Die Bedeutung des Namens „Gründonnerstag“
Die Herkunft des Namens ist nicht völlig geklärt. Er leitet sich möglicherweise von dem mittelhochdeutschen Wort ab, das in den Worten „greinen“ oder „grienen“ noch fortlebt. Es würde sich dann auf die Wiedereingliederung der Büßer beziehen, die als „Weinende“ gesehen wurden. Ihre Entlassung aus dem Büßerstand führte auch zur Bezeichnung „Antlaßtag“. Möglicherweise kommt Gründonnerstag auch tatsächlich von Grün, weil im Mittelalter an diesem Tag grüne Meßgewänder getragen wurden.
Die Glocken verstummen
Das Abschiedsmahl wird in den Abendstunden als feierliche Messe gefeiert.

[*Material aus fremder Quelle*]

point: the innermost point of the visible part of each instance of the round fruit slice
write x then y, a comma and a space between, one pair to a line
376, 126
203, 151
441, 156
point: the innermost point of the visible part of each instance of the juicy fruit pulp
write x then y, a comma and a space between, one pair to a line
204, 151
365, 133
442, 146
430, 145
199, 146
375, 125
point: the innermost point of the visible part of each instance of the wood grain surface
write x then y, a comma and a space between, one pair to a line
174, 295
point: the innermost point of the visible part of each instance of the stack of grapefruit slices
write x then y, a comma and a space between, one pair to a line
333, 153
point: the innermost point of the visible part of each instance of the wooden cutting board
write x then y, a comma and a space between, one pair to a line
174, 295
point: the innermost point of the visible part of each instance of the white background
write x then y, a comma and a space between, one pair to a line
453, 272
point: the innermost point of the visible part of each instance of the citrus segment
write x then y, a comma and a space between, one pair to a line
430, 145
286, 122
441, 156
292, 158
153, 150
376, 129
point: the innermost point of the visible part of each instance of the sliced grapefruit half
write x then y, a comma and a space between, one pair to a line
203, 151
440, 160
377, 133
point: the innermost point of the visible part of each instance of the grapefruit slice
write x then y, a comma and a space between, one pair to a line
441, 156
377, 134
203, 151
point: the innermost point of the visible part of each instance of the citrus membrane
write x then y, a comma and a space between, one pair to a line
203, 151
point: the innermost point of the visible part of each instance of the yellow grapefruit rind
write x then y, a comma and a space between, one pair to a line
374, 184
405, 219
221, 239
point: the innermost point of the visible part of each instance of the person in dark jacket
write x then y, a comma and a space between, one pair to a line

In Abhebung zum Bußcharakter der Fastenzeit und des kommenden Karfreitags wird der Gottesdienst feierlich gestaltet. Es wird das Gloria gesungen, dabei läuten die Glocken, die dann bis zur Osternacht schweigen sollen. Der Volksmund sagt, daß sie nach Rom fliegen. Es werden bis Ostern auch nicht mehr die Schellen benutzt, mit denen die Meßdiener bestimmte Augenblicke im Gottesdienst herausheben. Sie benutzen kleine Holzplatten, auf die ein Holzklöppel montiert ist, so daß damit die Schellen ersetzt werden. Um die Menschen zum Gottesdienst einzuladen, gehen die Meßdiener mit Ratschen durch den Ort.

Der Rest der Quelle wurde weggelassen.